El birria (and all his friends)
El verano pasado, mientras
asístía al baile ejecutado al son de la flauta y el tamboril
por los formidables paloteros de Tábara, me sorprendió la figura del birria:
una especie de diablo burlón, de disfraz colorista y nariz prominente, que se intercala entre los bailarines, golpeando al que se equivoca y, también, al espectador distraido y que, llegado el caso, si algún bailarín “se
manca” (lesiona), le sustituye a modo de
comodín.
Aquella figura me pareció
extraordinariamente sugerente. Más tarde, trasteando por internet averigüe que
hay diversas mascaradas invernales (entre los últimos días de diciembre y los primeros de enero) en las que aparecen personajes análogos y que en el pasado hubo birrias en otros pueblos de Tábara y Benavente.
No obstante, esos birrias invernales –como el Zangarrón, el Carocho, los
Diablos, los Filochos, la Filandorra o los Cencerrones- actuan al margen de
los danzantes -corren, saltan, zurran a la gente, recogen el aguinaldo- y su
presencia resulta en general algo más oscura y amenazadora.
En cambio, en sus apariciones estivales, allá por el Corpus,
la figura del birria parece dulcificada por el clima, convirtiéndose en una especie de parodia del mal mitigada
e irónica y, más que nada, traviesa.
¿Qué es el birria? Varias cosas. El
rastro de una inmemorial ceremonia de transición estacional –el solsticio de
invierno- mediante la cual se intenta reforzar, por medio de la magia, el éxito de la caza
y (después) de la cosecha y, en paralelo, un ritual de iniciación masculina
(por eso en la práctica totalidad de los casos intervienen personajes
masculinos, mientras que los femeninos representan el invierno que ha quedado
atrás y por eso con frecuencia son quemados). Pero es más cosas: la
quiebra momentánea de las reglas como mecanismo de refuerzo y cohesión social
y, desde el punto de vista religioso, una forma de caricaturización demoniaca
atenuada que, a modo de vacuna, sirve de paradójico conjuro contra el mal.
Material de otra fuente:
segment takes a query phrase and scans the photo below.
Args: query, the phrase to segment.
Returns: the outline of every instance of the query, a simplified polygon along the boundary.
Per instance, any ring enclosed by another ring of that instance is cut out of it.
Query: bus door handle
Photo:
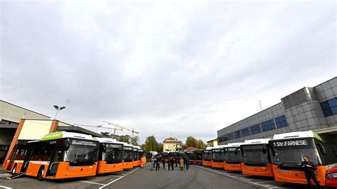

PD. En la localidad burgalesa de Castrillo de Murcia, durante la fiesta del Corpus el colacho salta sobre los niños nacidos ese año para
protegerlos del mal, haciendo desaparecer -según creencia popular- algunas enfermedades infantiles como la hernia, la
tosferina o la erisipela. Parece que el birria, cuando pertenecía al grupo de
mascaradas de invierno, tenía un poder similar: “Una informante muy anciana,
subraya el antropólogo Rodríguez Pascual, me habló de un rito singular,
agregado a la primitiva fiesta del Birria, que se celebraba a final del año,
posiblemente el día de San Esteban. Durante ella se hacía la hoguera del
solsticio de invierno, al estilo de la que existe todavía en Carbajales. Las
madres llevaban a ella a los hijos enfermos, sobre todo a los herniados, que
aquí llaman quebrados o potrosos. Existía la creencia generalizada de que se
curaban si el Birria saltaba el fuego ante la presencia de sus progenitoras.
PD2. Hay numerosas mascaradas en
la comarca zamorana de Aliste y en diversos lugares de Asturias. Y, más allá,
con diferentes variaciones, en lugares tan distantes como Rumania o Cerdeña.
Creo que debe haber muy pocas manifestaciones culturales más antiguas y más
reveladoras de un tiempo remoto en el que el hombre necesitaba invocar la magia
ritual para sostener su desigual pelea cotidiana contra el frío, el hambre, la oscuridad y el
miedo. Ese miedo que explica, por otra parte, cualquiera de las formas de superchería y religiosidad (valga la redundancia), con las que nos hemos venido flagelando a lo largo de la historia.